A common approach for communicating in networks of noisy channels is to separate network coding and channel coding. Previous works have shown this approach to be capacity-wise optimal when the noise values on the distinct channels of the network are independent of each other. It is also known that when channels corresponding to different links are not independent, operating the channel code for each link independently may be strictly suboptimal as the dependence between the noise values on different channels may be exploited by creating an appropriate dependence between the transmitted codewords on these channels.

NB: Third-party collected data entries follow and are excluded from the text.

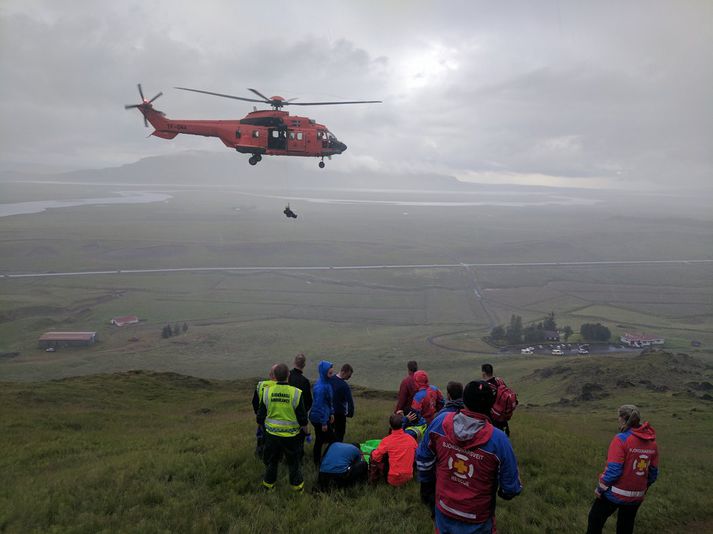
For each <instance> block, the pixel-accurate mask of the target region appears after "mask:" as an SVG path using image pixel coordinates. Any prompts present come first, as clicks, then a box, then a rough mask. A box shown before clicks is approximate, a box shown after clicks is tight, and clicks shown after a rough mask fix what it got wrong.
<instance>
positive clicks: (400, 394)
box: [394, 360, 418, 414]
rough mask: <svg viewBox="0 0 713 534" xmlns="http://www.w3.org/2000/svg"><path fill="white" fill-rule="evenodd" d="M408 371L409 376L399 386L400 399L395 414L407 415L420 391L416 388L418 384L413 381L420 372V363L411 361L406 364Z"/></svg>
mask: <svg viewBox="0 0 713 534" xmlns="http://www.w3.org/2000/svg"><path fill="white" fill-rule="evenodd" d="M406 369H407V370H408V374H407V375H406V376H405V377H404V379H403V380H402V381H401V385H400V386H399V398H398V400H397V401H396V407H395V408H394V413H401V414H403V413H405V412H407V411H408V409H409V408H410V407H411V401H412V400H413V396H414V395H415V394H416V391H418V388H417V387H416V382H414V380H413V374H414V373H415V372H416V371H418V363H417V362H416V361H415V360H410V361H409V362H407V363H406Z"/></svg>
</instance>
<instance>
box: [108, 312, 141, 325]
mask: <svg viewBox="0 0 713 534" xmlns="http://www.w3.org/2000/svg"><path fill="white" fill-rule="evenodd" d="M109 322H110V323H111V324H113V325H114V326H126V325H127V324H136V323H138V322H139V318H138V317H136V315H124V316H122V317H114V318H113V319H112V320H111V321H109Z"/></svg>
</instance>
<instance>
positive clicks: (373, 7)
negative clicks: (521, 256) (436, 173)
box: [0, 0, 713, 191]
mask: <svg viewBox="0 0 713 534" xmlns="http://www.w3.org/2000/svg"><path fill="white" fill-rule="evenodd" d="M0 80H2V83H0V163H1V164H2V165H3V166H4V167H5V168H7V167H9V166H13V165H17V164H32V165H48V166H57V167H60V168H90V167H97V166H101V167H103V166H112V165H120V164H124V163H129V162H133V161H136V160H138V159H140V158H142V157H146V156H150V155H157V154H169V153H172V152H175V151H181V150H187V149H199V150H214V151H225V150H227V149H226V148H224V147H223V145H222V143H220V141H218V140H217V139H205V138H202V137H193V136H179V137H177V138H176V139H175V140H173V141H166V140H163V139H158V138H154V137H152V138H149V139H147V138H146V135H147V134H148V133H150V132H151V131H152V130H146V129H145V128H144V126H143V122H142V120H141V116H140V114H139V112H138V111H136V110H129V111H126V110H124V109H123V105H124V104H132V103H138V102H139V95H138V92H137V89H136V83H137V82H141V83H142V84H143V87H144V90H145V93H147V94H146V96H147V97H150V96H153V95H154V94H155V93H157V92H158V91H164V96H163V97H161V98H160V99H159V100H158V101H156V103H155V105H156V107H157V108H158V109H160V110H162V111H164V112H165V113H166V114H167V115H168V116H169V117H171V118H179V119H180V118H183V119H201V118H206V119H210V118H215V119H239V118H241V117H242V116H244V115H245V114H246V113H247V112H249V111H251V110H252V106H251V104H249V103H247V102H239V101H233V100H227V99H220V98H215V97H210V96H205V95H199V94H194V93H185V92H182V91H177V90H175V89H173V87H174V86H185V87H194V88H198V89H204V90H208V91H217V92H223V93H229V94H235V95H239V96H247V97H250V96H252V95H251V94H250V93H248V92H247V90H246V88H247V87H254V88H257V89H258V90H260V91H261V92H263V93H264V94H267V95H268V96H270V95H281V96H283V97H285V98H295V97H298V98H300V99H302V100H305V101H309V100H319V99H370V100H371V99H380V100H383V101H384V103H383V104H375V105H364V106H323V107H314V108H296V109H294V108H293V109H290V111H292V112H298V113H300V114H304V115H308V116H310V117H312V118H315V119H317V121H318V122H321V123H323V124H326V125H327V126H328V127H329V128H330V129H331V130H332V132H334V133H335V135H336V136H337V137H338V138H340V140H342V141H344V142H346V143H347V145H349V150H348V151H347V152H345V154H343V155H341V156H338V157H337V158H335V159H334V160H333V161H332V162H331V163H330V167H333V168H334V170H340V171H349V172H358V171H359V170H361V169H364V168H367V169H372V170H377V171H381V170H383V171H389V172H423V171H427V172H438V173H444V174H449V175H453V176H457V177H458V178H460V179H465V180H473V181H485V182H491V183H492V182H503V183H540V184H555V185H573V186H579V185H582V186H599V185H605V186H619V185H623V186H628V187H635V188H643V187H648V188H652V189H656V188H679V189H680V188H683V189H685V190H687V191H696V190H703V189H704V188H705V189H709V188H710V187H711V184H712V183H713V104H712V103H711V100H712V95H713V2H711V1H710V0H701V1H699V2H694V1H685V0H670V1H667V2H656V1H649V0H646V1H640V2H635V1H626V2H622V1H621V0H619V1H611V2H609V1H601V0H597V1H590V2H583V1H565V0H560V1H556V0H538V1H532V0H529V1H521V2H516V1H500V2H495V1H492V0H488V1H473V0H469V1H463V2H455V1H449V2H444V1H441V2H436V1H433V2H426V1H408V2H407V1H391V2H389V1H386V0H380V1H367V0H359V1H353V2H324V1H320V2H313V1H306V0H301V1H299V2H295V1H285V2H277V1H274V2H273V1H262V2H256V1H250V2H247V1H242V0H240V1H236V0H232V1H224V2H223V1H206V2H190V1H176V0H166V1H142V2H131V1H120V2H116V1H100V0H93V1H72V0H65V1H54V0H46V1H41V0H40V1H33V0H2V2H1V3H0ZM235 157H236V165H246V162H245V161H243V160H244V159H245V156H243V155H238V154H236V156H235ZM306 161H307V162H308V163H310V164H311V165H314V161H312V160H306ZM295 164H296V165H302V164H305V160H299V159H295ZM0 168H2V167H0Z"/></svg>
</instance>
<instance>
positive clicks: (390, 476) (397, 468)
mask: <svg viewBox="0 0 713 534" xmlns="http://www.w3.org/2000/svg"><path fill="white" fill-rule="evenodd" d="M403 419H404V418H403V417H402V416H401V415H399V414H393V415H392V416H391V417H389V426H390V427H391V433H390V434H389V435H388V436H386V437H385V438H384V439H382V440H381V443H379V446H378V447H377V448H376V449H375V450H374V451H373V452H372V453H371V469H372V475H371V477H370V478H371V480H372V482H376V481H378V480H379V479H380V478H381V477H382V476H386V481H387V482H388V483H389V484H390V485H392V486H402V485H404V484H406V483H407V482H408V481H409V480H411V479H412V478H413V461H414V457H415V455H416V448H417V447H418V443H416V440H415V439H414V438H413V437H412V436H411V435H410V434H408V433H407V432H405V431H404V429H403Z"/></svg>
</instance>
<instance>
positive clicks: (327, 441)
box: [309, 360, 334, 470]
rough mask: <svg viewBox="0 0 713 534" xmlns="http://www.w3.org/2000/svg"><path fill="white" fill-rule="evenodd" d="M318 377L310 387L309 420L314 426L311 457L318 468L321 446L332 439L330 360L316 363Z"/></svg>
mask: <svg viewBox="0 0 713 534" xmlns="http://www.w3.org/2000/svg"><path fill="white" fill-rule="evenodd" d="M317 371H318V373H319V378H318V379H317V382H315V384H314V386H313V387H312V409H311V410H310V411H309V420H310V422H311V423H312V426H313V427H314V435H315V440H314V447H313V449H312V458H313V460H314V466H315V467H316V468H317V470H319V463H320V462H321V461H322V446H323V445H326V444H327V443H332V442H333V441H334V401H333V393H332V386H331V384H330V383H329V380H330V379H331V378H332V376H333V375H334V367H333V365H332V362H330V361H327V360H322V361H320V362H319V364H318V365H317Z"/></svg>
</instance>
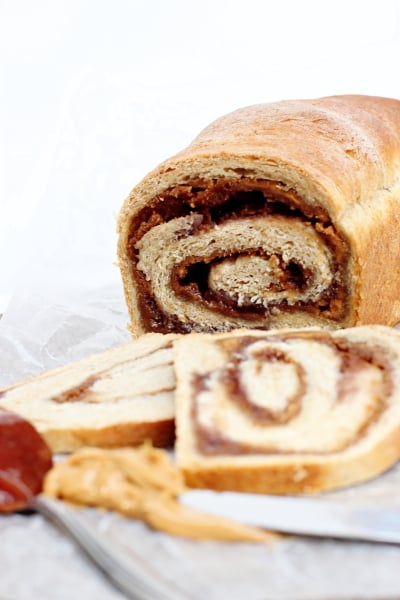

In this talk, we consider a network of independent point-to-point channels with the presence of an adversary that observes all transmissions, messages, and channel noise values, and can corrupt some of the transmissions by replacing a constrained subset of the received channel outputs. It is tempting to believe that separation of network coding and channel coding is suboptimal in the case of our adversarial model due to the potential for statistical dependence between the ”noise” observed on edges controlled by the adversary. We show, however, that the capacity of this network equals the adversarial capacity of another network in which each channel is replaced by a noise-free capacitated link of the same capacity. We do not assume any special structure on the topology of the network, e.g., we allow unequal link capacities and networks with cycles. We also allow arbitrary model of adversarial attack, e.g. edge-based or node-based attack. This result immediately extends previous adversarial network coding capacity results from noise-free networks to that of networks of independent point-to-point channels.
Mayank Bakshi is a postdoctoral fellow at the Institute of Network Coding, CUHK. He finished his PhD in Electrical Engineering from California Institute of Technology, USA in 2011. Prior to that, he did his Masters and Bachelors in Electrical Engineering at Indian Institute of Technology, Kanpur, India in 2005 and 2003 respectively. His research focuses on Network Information Theory, with emphasis on Network Coding and Data Compression.